Well Im trying to press the Like button but the site said unlike when I did.

Good for you I haven't read a "I made a mistake and learned from it too!! statement in a long time . I cant believe how many Perfect nurses there are in this world today. Nobody who's ever made a med error, fallen wowfully behind on a med pass, when someone is c/o not feeling well and not responding with PRN fast enough (usually based on somebodyelse's opinion of the need for the PRN) etcc..

Specializes in Trauma, Teaching.
lisa861971 said:
So I got reeducation to drop everything I'm doing and call a code in that situation. I'm sure state will be notified I'm afraid I will lose my license. Please help, what can happe to me...

Since they gave you reeducation, it means they just want you to do better next time. Otherwise you'ld have already been fired and reported.

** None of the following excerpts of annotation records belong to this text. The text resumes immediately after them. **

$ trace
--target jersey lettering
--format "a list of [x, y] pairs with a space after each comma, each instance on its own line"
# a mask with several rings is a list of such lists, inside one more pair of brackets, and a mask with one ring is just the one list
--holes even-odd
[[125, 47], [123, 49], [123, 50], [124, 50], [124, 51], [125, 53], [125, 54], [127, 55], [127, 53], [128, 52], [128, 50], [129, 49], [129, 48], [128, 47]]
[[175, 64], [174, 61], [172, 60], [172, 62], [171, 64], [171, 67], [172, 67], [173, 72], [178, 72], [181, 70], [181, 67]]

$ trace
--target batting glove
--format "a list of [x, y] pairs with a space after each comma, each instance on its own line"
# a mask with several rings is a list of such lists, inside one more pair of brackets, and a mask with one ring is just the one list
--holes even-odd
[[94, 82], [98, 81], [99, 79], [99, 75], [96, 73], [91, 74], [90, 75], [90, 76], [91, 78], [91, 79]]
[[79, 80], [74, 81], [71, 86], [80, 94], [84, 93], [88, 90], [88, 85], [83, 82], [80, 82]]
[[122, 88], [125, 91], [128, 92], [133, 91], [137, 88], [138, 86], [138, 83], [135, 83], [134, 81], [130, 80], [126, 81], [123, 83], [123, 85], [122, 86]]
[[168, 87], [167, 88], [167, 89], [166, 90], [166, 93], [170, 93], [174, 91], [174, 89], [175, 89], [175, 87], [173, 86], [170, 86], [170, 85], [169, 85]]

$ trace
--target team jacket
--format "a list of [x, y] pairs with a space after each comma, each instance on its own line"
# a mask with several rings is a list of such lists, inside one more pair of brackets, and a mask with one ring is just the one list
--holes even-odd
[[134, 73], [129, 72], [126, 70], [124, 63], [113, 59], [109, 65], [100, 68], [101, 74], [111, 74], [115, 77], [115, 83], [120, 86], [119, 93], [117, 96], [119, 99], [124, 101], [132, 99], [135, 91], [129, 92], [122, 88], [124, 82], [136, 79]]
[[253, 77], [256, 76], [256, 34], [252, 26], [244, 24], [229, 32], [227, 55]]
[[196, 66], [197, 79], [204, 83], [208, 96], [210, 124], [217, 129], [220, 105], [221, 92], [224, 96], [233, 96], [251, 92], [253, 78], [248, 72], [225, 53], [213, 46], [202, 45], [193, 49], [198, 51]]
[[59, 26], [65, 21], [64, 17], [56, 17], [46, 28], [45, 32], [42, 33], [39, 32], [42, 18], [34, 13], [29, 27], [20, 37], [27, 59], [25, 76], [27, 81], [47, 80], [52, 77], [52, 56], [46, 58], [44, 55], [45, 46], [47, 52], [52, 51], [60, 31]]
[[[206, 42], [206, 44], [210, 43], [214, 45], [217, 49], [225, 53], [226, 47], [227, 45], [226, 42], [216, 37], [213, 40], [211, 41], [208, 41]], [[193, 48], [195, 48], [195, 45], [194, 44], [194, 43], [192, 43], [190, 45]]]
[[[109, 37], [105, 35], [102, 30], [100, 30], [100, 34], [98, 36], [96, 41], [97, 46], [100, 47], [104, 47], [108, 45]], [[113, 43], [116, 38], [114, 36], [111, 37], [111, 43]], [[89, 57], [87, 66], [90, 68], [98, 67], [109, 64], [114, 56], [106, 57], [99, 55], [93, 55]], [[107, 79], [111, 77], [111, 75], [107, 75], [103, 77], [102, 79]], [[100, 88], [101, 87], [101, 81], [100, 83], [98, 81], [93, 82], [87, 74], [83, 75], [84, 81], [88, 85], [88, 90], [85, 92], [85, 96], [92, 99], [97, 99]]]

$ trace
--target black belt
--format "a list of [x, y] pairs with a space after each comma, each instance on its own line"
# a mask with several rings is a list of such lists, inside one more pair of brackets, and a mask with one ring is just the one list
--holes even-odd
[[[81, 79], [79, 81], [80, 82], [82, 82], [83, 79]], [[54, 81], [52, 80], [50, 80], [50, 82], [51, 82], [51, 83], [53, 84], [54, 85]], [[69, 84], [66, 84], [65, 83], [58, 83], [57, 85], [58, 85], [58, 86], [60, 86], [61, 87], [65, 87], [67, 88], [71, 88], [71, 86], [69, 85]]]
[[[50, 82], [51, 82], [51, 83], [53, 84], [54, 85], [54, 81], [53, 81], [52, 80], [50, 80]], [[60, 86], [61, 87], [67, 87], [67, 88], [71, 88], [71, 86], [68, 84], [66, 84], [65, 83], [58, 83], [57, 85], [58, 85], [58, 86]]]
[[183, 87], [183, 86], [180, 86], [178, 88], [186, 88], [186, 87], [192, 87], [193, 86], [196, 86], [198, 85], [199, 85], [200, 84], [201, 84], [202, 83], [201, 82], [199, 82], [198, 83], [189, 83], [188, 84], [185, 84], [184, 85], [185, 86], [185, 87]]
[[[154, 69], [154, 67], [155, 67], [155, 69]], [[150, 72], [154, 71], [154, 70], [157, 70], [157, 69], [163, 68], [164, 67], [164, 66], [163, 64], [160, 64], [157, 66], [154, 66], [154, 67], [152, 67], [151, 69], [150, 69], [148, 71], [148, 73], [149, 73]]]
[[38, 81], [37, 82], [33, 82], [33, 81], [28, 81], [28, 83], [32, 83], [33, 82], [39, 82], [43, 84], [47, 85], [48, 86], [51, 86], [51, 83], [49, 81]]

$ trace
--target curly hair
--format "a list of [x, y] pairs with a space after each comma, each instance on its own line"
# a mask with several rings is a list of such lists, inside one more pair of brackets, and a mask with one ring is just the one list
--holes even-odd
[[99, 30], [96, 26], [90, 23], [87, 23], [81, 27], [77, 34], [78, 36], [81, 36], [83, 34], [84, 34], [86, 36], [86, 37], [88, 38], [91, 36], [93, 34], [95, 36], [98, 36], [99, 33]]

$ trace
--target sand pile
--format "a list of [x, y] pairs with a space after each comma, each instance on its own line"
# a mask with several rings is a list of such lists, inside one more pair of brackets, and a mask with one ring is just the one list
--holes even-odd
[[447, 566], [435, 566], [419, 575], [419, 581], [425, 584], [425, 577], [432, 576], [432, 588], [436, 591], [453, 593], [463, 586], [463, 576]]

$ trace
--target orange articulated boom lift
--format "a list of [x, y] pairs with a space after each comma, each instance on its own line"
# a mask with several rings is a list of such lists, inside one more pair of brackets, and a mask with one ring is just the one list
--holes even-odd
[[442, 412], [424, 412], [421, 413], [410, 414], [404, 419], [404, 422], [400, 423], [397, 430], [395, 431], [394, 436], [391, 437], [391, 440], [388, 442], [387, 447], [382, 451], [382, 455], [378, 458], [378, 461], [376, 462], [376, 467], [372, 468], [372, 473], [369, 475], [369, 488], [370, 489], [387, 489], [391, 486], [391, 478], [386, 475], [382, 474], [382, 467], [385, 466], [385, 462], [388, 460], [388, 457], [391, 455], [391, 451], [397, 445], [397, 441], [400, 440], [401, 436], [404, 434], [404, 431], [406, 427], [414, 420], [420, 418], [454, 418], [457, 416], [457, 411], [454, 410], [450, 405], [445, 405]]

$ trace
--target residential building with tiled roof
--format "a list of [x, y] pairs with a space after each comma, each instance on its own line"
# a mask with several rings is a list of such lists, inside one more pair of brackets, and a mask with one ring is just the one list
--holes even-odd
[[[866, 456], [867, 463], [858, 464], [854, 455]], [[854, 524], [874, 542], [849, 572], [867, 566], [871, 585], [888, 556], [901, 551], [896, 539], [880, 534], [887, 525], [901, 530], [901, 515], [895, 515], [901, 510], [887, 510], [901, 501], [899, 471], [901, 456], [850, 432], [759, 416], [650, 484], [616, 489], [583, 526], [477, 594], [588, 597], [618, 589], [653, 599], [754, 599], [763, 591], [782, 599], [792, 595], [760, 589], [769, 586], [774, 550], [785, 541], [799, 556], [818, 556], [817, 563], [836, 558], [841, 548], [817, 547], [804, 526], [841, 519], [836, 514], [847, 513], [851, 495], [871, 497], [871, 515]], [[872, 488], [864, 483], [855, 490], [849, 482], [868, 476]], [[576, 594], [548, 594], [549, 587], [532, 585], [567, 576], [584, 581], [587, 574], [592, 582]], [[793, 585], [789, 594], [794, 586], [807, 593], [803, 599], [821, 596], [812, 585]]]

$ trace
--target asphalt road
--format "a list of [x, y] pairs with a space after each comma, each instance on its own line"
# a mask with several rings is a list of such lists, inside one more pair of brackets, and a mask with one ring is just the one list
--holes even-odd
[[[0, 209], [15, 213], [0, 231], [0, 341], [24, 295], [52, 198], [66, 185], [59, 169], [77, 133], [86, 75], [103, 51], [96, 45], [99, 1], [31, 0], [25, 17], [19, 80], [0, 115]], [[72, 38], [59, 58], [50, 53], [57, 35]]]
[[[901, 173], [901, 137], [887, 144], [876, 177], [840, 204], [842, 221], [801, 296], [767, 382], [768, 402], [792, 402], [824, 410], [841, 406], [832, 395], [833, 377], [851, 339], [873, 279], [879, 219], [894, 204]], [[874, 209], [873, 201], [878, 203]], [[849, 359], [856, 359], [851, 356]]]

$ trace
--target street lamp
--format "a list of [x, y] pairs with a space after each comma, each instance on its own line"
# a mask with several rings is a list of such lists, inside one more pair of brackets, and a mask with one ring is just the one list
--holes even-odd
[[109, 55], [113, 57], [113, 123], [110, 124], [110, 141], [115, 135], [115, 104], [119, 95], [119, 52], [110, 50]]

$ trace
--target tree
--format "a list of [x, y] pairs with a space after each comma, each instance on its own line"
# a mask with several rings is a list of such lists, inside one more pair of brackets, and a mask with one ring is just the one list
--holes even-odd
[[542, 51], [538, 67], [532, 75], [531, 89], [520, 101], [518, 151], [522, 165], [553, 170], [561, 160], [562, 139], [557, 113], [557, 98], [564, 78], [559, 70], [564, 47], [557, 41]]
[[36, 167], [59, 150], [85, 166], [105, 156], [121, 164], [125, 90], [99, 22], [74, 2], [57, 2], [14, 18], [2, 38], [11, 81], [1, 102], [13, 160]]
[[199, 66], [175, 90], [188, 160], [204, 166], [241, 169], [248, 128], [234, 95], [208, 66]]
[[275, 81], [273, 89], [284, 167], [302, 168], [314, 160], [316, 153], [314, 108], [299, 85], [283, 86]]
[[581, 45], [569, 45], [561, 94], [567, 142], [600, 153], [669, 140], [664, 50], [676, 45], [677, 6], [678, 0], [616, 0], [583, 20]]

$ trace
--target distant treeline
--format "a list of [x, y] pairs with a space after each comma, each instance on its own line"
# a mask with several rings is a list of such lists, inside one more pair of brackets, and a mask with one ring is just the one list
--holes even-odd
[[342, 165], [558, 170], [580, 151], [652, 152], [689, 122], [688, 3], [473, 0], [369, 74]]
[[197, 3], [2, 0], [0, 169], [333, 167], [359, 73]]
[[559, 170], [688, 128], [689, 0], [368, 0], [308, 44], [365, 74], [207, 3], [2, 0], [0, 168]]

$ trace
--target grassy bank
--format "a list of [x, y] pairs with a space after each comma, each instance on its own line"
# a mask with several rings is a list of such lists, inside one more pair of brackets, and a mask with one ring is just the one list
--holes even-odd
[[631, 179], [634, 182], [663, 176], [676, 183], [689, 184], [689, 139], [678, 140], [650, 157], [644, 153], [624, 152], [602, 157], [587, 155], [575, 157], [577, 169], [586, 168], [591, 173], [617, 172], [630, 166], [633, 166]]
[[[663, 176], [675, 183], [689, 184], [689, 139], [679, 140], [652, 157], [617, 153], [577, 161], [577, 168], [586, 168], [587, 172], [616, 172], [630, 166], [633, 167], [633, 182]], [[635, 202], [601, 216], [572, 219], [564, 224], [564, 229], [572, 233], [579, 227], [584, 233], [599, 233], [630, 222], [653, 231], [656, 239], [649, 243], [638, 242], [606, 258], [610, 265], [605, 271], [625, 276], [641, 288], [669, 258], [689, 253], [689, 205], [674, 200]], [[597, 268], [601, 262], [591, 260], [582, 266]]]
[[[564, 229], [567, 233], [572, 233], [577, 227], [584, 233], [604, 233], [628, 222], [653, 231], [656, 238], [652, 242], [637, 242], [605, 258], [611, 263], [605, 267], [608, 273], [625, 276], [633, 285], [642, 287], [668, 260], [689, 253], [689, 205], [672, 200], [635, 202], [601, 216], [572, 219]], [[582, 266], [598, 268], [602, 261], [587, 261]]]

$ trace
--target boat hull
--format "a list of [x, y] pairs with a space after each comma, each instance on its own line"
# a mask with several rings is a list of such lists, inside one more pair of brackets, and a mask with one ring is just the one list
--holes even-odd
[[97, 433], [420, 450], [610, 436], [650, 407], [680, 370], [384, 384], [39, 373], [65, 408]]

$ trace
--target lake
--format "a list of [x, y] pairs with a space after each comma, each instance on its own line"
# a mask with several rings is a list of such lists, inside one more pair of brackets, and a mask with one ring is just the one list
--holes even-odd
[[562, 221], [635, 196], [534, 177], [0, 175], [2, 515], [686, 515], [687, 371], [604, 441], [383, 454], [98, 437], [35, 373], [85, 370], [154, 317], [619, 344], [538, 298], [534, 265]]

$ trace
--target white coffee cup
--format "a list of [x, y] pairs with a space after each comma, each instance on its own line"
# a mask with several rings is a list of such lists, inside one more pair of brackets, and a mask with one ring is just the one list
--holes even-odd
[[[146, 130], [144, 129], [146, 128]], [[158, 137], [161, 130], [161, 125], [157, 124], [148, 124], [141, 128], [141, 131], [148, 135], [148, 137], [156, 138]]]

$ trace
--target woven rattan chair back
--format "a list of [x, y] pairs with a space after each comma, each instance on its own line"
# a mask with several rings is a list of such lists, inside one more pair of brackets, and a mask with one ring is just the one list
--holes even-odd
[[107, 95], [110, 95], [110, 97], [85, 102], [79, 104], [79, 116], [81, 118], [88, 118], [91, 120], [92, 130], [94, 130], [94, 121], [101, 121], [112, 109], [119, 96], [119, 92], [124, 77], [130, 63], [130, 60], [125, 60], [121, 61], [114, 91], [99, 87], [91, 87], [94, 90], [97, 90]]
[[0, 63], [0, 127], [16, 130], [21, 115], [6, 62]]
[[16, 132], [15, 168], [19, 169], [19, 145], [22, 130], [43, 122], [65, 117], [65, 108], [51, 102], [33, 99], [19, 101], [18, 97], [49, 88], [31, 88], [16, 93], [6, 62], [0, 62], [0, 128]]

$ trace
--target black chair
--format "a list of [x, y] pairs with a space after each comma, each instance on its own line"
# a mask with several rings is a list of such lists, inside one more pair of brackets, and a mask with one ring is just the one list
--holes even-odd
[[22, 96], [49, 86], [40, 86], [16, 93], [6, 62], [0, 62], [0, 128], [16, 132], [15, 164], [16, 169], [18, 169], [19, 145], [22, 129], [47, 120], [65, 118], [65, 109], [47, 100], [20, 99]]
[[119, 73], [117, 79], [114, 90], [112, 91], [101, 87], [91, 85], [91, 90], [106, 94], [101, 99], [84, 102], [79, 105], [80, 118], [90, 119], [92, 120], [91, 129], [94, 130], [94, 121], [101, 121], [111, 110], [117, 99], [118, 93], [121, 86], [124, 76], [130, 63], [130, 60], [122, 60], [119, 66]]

This is a really old thread, if you want more comments, I'd suggest starting your own new thread.

Specializes in Med/Surg/.

I worked with a nurse who left a patient at the end of her day shift at 7pm on a bedpan. The next morning a little after 7 am, a CNA found the patient still on the bedpan. Let me tell you, that was a major incident. As I'm sure you know, she developed a terrible decubitus and the nightshift nurse was fired for not assessing this little elderly lady enough to know that she was on the bedpan her entire shift. Everyone was so critical of this nurse, but I knew that even though she made a huge mistake, she was actually not a bad nurse, she was just overworked and overstressed.

This is so wrong on many levels. No CNA on night? Little old lady? No one checked her all night? I am sure it was a major thing. I'll shut up now.....I hope your nurse friend went into home health where she can get some rest and have a breather.